Usage#
Jupyter Notebooks and IPython#
Load the cudf.pandas
extension at the beginning of your
notebook. After that, just import pandas
and operations will use the
GPU:
%load_ext cudf.pandas
import pandas as pd
URL = "https://github.com/plotly/datasets/raw/master/tips.csv"
df = pd.read_csv(URL) # uses the GPU
df["size"].value_counts() # uses the GPU
df.groupby("size").total_bill.mean() # uses the GPU
df.apply(list, axis=1) # uses the CPU (fallback)
Command-line usage#
From the command line, run your Python scripts with -m cudf.pandas
:
python -m cudf.pandas script.py
Understanding performance - the cudf.pandas
profiler#
cudf.pandas
will attempt to use the GPU whenever possible and fall
back to CPU for certain operations.

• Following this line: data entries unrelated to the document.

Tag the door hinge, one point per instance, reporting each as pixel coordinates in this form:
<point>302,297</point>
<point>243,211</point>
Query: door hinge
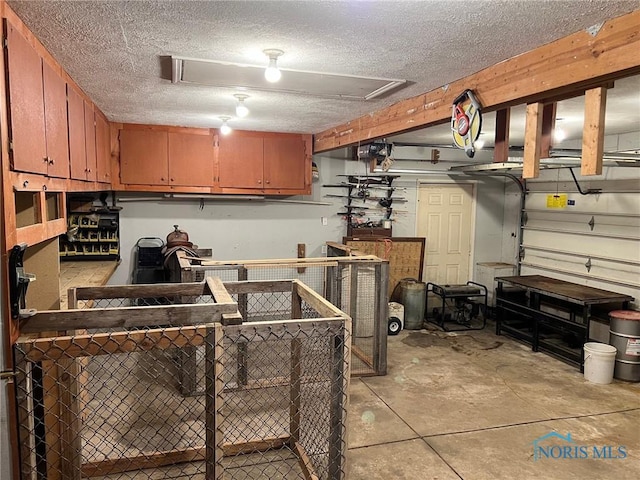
<point>7,375</point>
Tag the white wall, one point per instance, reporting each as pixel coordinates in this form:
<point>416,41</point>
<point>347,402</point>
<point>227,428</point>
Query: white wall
<point>239,229</point>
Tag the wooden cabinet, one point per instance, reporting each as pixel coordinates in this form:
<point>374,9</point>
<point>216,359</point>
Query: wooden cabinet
<point>272,163</point>
<point>103,149</point>
<point>55,115</point>
<point>90,142</point>
<point>144,157</point>
<point>191,159</point>
<point>77,148</point>
<point>240,160</point>
<point>26,105</point>
<point>181,158</point>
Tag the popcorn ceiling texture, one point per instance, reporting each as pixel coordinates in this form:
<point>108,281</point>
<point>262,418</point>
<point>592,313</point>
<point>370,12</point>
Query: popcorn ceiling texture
<point>113,49</point>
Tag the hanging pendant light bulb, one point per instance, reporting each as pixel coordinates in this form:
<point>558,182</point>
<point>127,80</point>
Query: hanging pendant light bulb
<point>241,109</point>
<point>272,73</point>
<point>225,129</point>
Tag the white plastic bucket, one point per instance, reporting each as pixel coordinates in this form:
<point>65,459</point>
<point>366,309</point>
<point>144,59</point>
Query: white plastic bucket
<point>599,361</point>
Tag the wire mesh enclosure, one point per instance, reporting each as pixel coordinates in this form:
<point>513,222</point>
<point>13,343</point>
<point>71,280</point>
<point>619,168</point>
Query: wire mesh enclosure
<point>356,285</point>
<point>105,400</point>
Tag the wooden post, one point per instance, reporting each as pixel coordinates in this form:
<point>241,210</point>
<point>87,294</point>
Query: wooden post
<point>595,102</point>
<point>501,149</point>
<point>548,126</point>
<point>214,352</point>
<point>381,316</point>
<point>296,371</point>
<point>337,417</point>
<point>532,140</point>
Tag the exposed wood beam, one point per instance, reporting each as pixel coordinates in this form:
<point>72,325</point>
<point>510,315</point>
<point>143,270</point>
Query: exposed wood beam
<point>595,102</point>
<point>532,140</point>
<point>548,126</point>
<point>567,65</point>
<point>501,149</point>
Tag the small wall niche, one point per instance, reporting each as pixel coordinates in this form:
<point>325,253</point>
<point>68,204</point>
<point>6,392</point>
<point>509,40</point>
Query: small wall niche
<point>27,209</point>
<point>53,205</point>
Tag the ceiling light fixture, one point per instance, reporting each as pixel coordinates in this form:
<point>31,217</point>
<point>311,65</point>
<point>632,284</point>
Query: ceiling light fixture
<point>559,135</point>
<point>272,73</point>
<point>225,129</point>
<point>241,108</point>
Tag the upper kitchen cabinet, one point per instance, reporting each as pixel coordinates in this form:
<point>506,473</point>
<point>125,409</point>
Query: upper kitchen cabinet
<point>166,156</point>
<point>55,110</point>
<point>191,158</point>
<point>90,142</point>
<point>26,105</point>
<point>103,149</point>
<point>144,156</point>
<point>270,163</point>
<point>77,143</point>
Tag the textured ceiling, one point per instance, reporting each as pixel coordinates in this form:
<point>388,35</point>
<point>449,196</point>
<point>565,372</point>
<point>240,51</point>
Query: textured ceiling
<point>114,49</point>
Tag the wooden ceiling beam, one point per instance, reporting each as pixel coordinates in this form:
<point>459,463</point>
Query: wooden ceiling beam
<point>595,102</point>
<point>562,67</point>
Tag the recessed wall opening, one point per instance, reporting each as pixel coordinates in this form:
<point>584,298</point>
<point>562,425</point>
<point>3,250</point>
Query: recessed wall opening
<point>52,203</point>
<point>27,209</point>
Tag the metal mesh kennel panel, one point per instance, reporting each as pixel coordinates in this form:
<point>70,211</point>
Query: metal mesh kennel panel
<point>109,405</point>
<point>356,285</point>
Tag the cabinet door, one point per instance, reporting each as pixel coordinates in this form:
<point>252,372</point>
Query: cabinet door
<point>190,159</point>
<point>77,149</point>
<point>284,162</point>
<point>90,141</point>
<point>144,157</point>
<point>240,161</point>
<point>26,104</point>
<point>55,114</point>
<point>103,150</point>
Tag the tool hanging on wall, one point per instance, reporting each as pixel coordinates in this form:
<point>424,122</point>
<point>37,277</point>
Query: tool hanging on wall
<point>466,122</point>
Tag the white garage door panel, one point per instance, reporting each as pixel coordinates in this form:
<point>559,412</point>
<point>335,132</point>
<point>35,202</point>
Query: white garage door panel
<point>628,203</point>
<point>612,248</point>
<point>600,269</point>
<point>601,221</point>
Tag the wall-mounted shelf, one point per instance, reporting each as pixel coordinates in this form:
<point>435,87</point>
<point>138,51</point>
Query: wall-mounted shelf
<point>94,236</point>
<point>368,197</point>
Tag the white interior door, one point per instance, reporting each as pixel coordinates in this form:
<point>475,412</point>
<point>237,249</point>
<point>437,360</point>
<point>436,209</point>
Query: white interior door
<point>445,219</point>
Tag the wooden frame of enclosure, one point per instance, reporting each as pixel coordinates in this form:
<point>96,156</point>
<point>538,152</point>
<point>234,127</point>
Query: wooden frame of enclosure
<point>377,360</point>
<point>189,326</point>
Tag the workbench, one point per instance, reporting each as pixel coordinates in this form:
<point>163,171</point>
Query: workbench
<point>552,315</point>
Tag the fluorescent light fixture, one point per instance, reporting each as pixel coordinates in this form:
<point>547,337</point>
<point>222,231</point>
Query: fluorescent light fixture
<point>225,129</point>
<point>241,109</point>
<point>272,72</point>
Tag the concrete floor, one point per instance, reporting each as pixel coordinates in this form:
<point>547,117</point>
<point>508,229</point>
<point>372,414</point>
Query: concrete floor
<point>470,405</point>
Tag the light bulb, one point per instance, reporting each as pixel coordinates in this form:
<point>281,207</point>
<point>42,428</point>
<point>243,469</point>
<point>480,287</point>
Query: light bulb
<point>272,72</point>
<point>225,129</point>
<point>559,135</point>
<point>241,109</point>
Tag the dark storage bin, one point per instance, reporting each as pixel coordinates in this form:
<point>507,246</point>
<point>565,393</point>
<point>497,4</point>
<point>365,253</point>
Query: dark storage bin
<point>149,252</point>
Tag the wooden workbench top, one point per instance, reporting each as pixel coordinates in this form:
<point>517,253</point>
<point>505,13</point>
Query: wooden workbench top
<point>84,274</point>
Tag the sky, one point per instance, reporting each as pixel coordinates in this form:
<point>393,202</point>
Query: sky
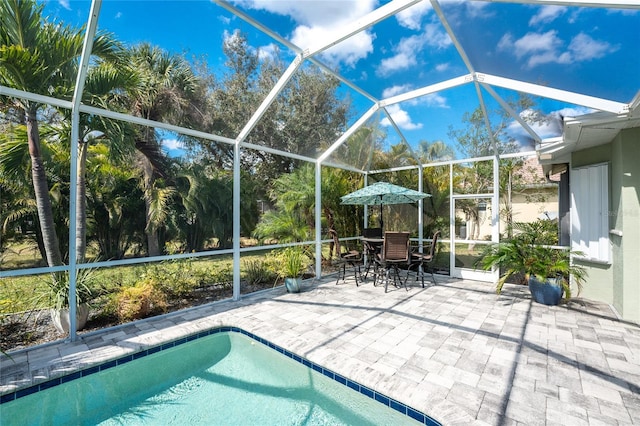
<point>583,50</point>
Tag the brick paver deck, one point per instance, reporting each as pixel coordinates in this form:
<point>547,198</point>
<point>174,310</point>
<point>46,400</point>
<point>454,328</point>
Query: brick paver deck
<point>456,350</point>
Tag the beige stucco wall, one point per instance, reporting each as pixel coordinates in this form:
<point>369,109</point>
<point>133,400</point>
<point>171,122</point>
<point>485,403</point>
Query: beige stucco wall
<point>619,282</point>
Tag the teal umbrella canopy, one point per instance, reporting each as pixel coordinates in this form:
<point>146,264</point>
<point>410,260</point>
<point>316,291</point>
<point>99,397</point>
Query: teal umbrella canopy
<point>381,193</point>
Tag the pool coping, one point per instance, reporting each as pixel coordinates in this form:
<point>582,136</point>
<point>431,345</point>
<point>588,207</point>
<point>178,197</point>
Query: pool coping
<point>364,390</point>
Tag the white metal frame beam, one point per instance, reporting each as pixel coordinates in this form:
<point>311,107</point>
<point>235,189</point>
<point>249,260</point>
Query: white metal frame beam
<point>551,93</point>
<point>297,50</point>
<point>348,133</point>
<point>617,4</point>
<point>511,112</point>
<point>372,18</point>
<point>463,54</point>
<point>427,90</point>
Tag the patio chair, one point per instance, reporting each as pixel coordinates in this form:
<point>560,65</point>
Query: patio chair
<point>395,253</point>
<point>370,249</point>
<point>420,259</point>
<point>344,258</point>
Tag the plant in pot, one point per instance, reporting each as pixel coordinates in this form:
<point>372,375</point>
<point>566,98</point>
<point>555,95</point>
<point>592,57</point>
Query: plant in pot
<point>293,264</point>
<point>528,255</point>
<point>58,294</point>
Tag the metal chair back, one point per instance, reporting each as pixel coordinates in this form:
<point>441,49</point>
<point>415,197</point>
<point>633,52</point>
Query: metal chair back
<point>396,247</point>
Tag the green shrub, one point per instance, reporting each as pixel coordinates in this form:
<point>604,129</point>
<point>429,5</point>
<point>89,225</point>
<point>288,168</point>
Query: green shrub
<point>139,301</point>
<point>258,271</point>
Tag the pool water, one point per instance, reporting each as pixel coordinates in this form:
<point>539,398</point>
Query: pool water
<point>224,378</point>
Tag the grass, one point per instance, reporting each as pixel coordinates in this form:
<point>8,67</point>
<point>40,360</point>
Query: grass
<point>175,277</point>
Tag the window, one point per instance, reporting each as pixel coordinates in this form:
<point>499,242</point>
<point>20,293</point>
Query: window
<point>590,212</point>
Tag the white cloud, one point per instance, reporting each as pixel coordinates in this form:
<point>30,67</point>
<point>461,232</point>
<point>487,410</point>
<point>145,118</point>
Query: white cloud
<point>319,20</point>
<point>434,100</point>
<point>543,48</point>
<point>395,90</point>
<point>547,14</point>
<point>172,144</point>
<point>405,50</point>
<point>401,118</point>
<point>268,51</point>
<point>431,100</point>
<point>545,127</point>
<point>412,17</point>
<point>347,52</point>
<point>585,48</point>
<point>442,67</point>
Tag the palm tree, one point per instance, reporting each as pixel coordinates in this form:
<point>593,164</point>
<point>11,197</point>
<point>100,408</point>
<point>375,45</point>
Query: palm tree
<point>39,57</point>
<point>167,91</point>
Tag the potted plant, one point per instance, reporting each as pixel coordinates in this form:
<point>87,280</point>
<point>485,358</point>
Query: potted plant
<point>546,270</point>
<point>58,294</point>
<point>294,263</point>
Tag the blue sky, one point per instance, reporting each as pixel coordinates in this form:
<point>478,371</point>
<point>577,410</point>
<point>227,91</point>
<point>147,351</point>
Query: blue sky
<point>584,50</point>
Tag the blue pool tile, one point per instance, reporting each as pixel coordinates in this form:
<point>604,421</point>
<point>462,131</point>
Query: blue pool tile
<point>381,398</point>
<point>415,415</point>
<point>431,422</point>
<point>366,391</point>
<point>353,385</point>
<point>398,406</point>
<point>108,365</point>
<point>90,370</point>
<point>7,397</point>
<point>70,377</point>
<point>142,354</point>
<point>50,383</point>
<point>27,391</point>
<point>125,359</point>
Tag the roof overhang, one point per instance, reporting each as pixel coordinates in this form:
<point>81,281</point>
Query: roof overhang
<point>586,131</point>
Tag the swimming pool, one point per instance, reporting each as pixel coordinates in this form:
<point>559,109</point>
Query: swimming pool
<point>222,376</point>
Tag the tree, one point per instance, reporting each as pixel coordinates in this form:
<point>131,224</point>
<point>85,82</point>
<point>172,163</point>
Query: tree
<point>40,57</point>
<point>167,91</point>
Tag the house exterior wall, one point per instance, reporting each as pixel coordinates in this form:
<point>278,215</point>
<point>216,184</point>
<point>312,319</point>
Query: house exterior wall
<point>618,283</point>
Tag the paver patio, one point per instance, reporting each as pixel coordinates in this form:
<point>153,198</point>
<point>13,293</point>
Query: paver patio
<point>456,350</point>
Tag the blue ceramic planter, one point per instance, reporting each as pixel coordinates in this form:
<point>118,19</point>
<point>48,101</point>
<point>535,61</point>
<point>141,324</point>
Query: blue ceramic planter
<point>548,292</point>
<point>293,284</point>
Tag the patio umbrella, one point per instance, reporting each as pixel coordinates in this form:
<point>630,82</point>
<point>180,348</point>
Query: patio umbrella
<point>381,193</point>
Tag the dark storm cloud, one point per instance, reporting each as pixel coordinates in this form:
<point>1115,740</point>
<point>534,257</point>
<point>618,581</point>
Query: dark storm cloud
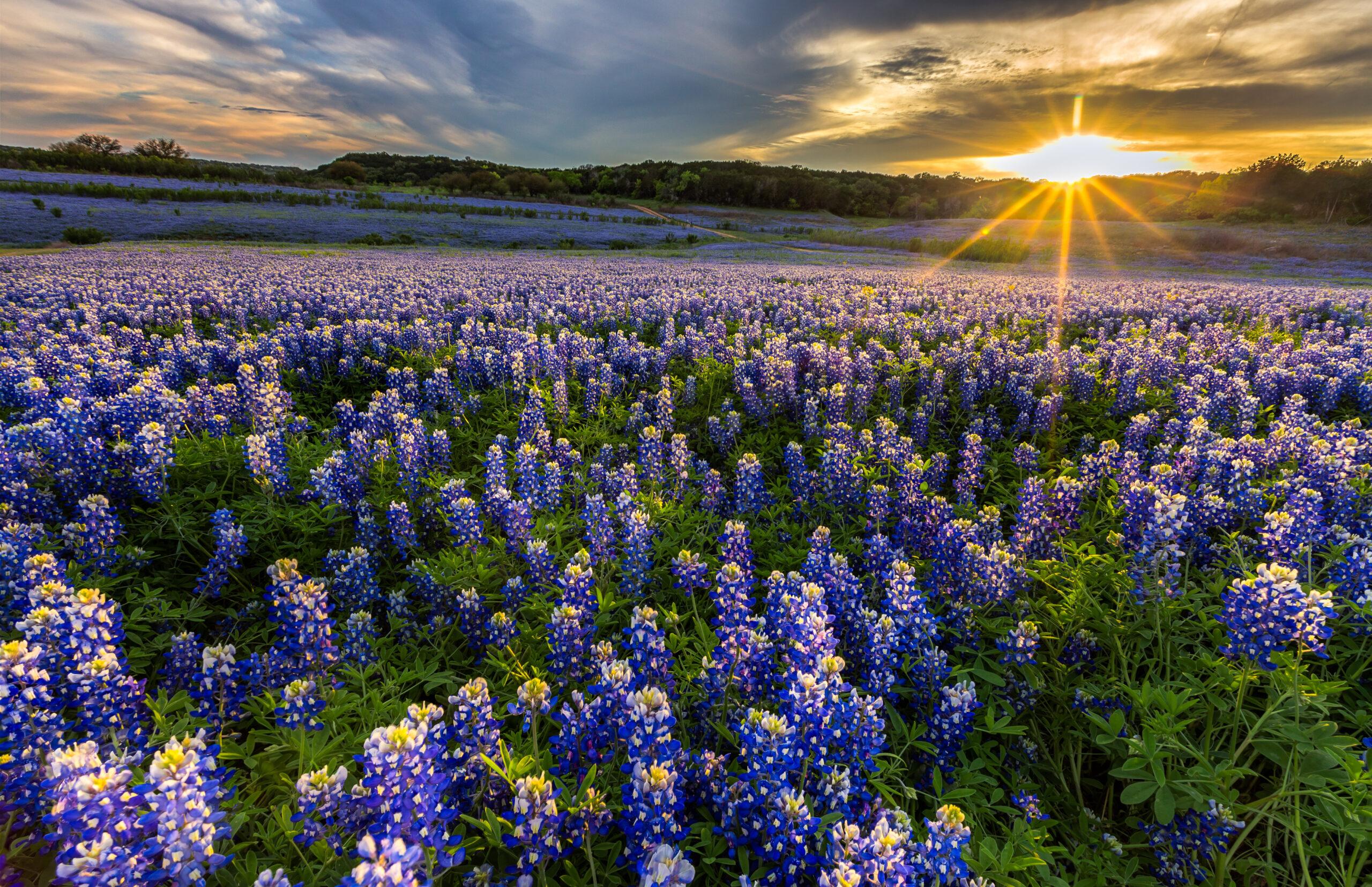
<point>861,83</point>
<point>914,64</point>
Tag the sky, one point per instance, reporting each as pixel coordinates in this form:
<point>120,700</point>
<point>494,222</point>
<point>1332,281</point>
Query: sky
<point>888,86</point>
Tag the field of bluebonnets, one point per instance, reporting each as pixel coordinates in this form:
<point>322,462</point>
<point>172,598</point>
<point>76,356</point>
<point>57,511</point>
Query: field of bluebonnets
<point>39,208</point>
<point>389,568</point>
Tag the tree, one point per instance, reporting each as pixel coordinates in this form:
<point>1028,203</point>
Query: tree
<point>488,182</point>
<point>91,143</point>
<point>341,170</point>
<point>167,148</point>
<point>453,183</point>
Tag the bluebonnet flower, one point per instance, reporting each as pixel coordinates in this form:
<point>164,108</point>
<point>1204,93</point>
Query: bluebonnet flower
<point>667,867</point>
<point>231,544</point>
<point>712,495</point>
<point>751,492</point>
<point>542,570</point>
<point>501,631</point>
<point>540,830</point>
<point>578,584</point>
<point>1030,804</point>
<point>94,537</point>
<point>1267,612</point>
<point>183,661</point>
<point>402,529</point>
<point>354,578</point>
<point>637,554</point>
<point>405,790</point>
<point>387,863</point>
<point>278,878</point>
<point>569,638</point>
<point>300,706</point>
<point>300,607</point>
<point>1184,846</point>
<point>940,856</point>
<point>368,534</point>
<point>652,809</point>
<point>266,460</point>
<point>971,468</point>
<point>95,816</point>
<point>223,685</point>
<point>466,524</point>
<point>648,654</point>
<point>151,459</point>
<point>736,547</point>
<point>950,725</point>
<point>1080,650</point>
<point>184,801</point>
<point>534,698</point>
<point>651,453</point>
<point>692,573</point>
<point>476,732</point>
<point>600,531</point>
<point>1020,646</point>
<point>1157,524</point>
<point>1293,532</point>
<point>322,808</point>
<point>401,617</point>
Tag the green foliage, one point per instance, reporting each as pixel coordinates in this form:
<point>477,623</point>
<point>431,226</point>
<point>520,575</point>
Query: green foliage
<point>81,236</point>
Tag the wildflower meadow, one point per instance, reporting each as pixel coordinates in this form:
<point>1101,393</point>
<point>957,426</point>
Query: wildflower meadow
<point>397,569</point>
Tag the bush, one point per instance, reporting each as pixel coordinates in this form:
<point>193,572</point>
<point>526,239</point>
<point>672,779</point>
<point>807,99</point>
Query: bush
<point>83,236</point>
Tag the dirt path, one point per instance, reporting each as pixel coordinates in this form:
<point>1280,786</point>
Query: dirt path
<point>718,233</point>
<point>677,221</point>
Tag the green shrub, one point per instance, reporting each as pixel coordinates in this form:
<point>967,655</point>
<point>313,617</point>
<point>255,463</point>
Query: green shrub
<point>81,236</point>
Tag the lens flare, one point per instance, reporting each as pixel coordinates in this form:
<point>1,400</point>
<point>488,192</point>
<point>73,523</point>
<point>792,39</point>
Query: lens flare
<point>1073,158</point>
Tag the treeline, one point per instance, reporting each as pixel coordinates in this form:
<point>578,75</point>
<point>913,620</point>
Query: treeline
<point>141,165</point>
<point>1280,187</point>
<point>145,194</point>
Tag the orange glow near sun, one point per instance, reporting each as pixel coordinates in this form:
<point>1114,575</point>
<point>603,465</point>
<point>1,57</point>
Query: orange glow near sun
<point>1073,158</point>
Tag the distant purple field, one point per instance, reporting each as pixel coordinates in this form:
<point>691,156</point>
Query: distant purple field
<point>148,182</point>
<point>23,221</point>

Running your code with the
cudf.pandas.profile
magic generates a report showing which
operations used the GPU and which used the CPU. This can help you
identify parts of your code that could be rewritten to be more
GPU-friendly:
%load_ext cudf.pandas
import pandas as pd
%%cudf.pandas.profile
df = pd.DataFrame({'a': [0, 1, 2], 'b': [3,4,3]})
df.min(axis=1)
out = df.groupby('a').filter(
lambda group: len(group) > 1
)
When an operation falls back to using the CPU, it’s typically because that operation isn’t implemented by cuDF. The profiler generates a handy link to report the missing functionality to the cuDF team.
To profile a script being run from the command-line, pass the
--profile
argument:
python -m cudf.pandas --profile script.py